Esse discurso final representou, sem dúvida, o ponto máximos da noite de teatro. Um discurso para se estudar sobre a nova tática neoliberal-fascista, baseado em ideias como a de “nós somos a maioria, por isso é democrático se abolirmos os direitos humanos”, ou a de “podem mostrar-me todas as estatísticas que provem o contrário, mas isso nunca mudará o que eu sinto, e é isso que conta!”, ou a de “quando a ordem é injusta, a desordem é um princípio de justiça”, ou a de “as ruas estão cheias de minorias que lutam pela sua liberdade, por imporem a sua opinião”, etc.

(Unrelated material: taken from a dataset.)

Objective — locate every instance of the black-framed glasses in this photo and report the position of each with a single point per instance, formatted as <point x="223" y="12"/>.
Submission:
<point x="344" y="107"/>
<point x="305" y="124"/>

De facto, é bem possível que um dia as elites capitalistas irão querer financiar esta nova extrema-direita, pois ela sabe melhor do que mais ninguém esgotar e virar do avesso os princípios democráticos, destruir a sociedade, virar o feitiço contra o feiticeiro, e garantir às ditas elites as máximas liberdades…
A peça de teatro baseia-se em oito personagens. É uma peça que está mais concentrada na coreografia, nos movimentos coordenados e geométricos das diferentes figuras, do que nos carácteres das mesmas. E sobretudo, o encenador Tiago Rodrigues transformou a peça numa “competição de debates centrada nos temas da liberdade, da justiça, da lealdade e da culpa”, dando à mesma um caráter claramente panfletário. Portanto muita coreografia e muitos discursos e diálogos longos, mas fraco enredo e pouca representação.
Quando Tiago Rodrigues levou a peça a Itália pela primeira vez, ainda antes da tomada do poder por parte dos fascistas “Fratelli d’Italia”, este partido lutou sem êxito mas afincadamente em Milão para que a peça fosse proibida. Entretanto, agora que os mesmos “Fratelli d’Italia” já são parte constituinte do novo governo, deixaram de protestar e mostram-se descontraídos. Será que o discurso final da peça os convenceu de vez?
* Vasco Esteves veio de Portugal para a Alemanha em 1969 como refugiado político. Em Portugal, foi dirigente estudantil, e na Alemanha lutou pelos direitos e pela organização dos imigrantes portugueses e apoiou mais tarde a Revolução dos Cravos em Portugal. Formado em Matemáticas, trabalhou na Alemanha 30 anos na informática. Vive atualmente em Berlim como ator. É considerado uma testemunha histórica sobretudo dos anos 60 e 70, quer da resistência contra o fascismo em Portugal, quer da primeira geração de imigrantes portugueses na Alemanha. Hoje escreve para a Pressenza Portugal.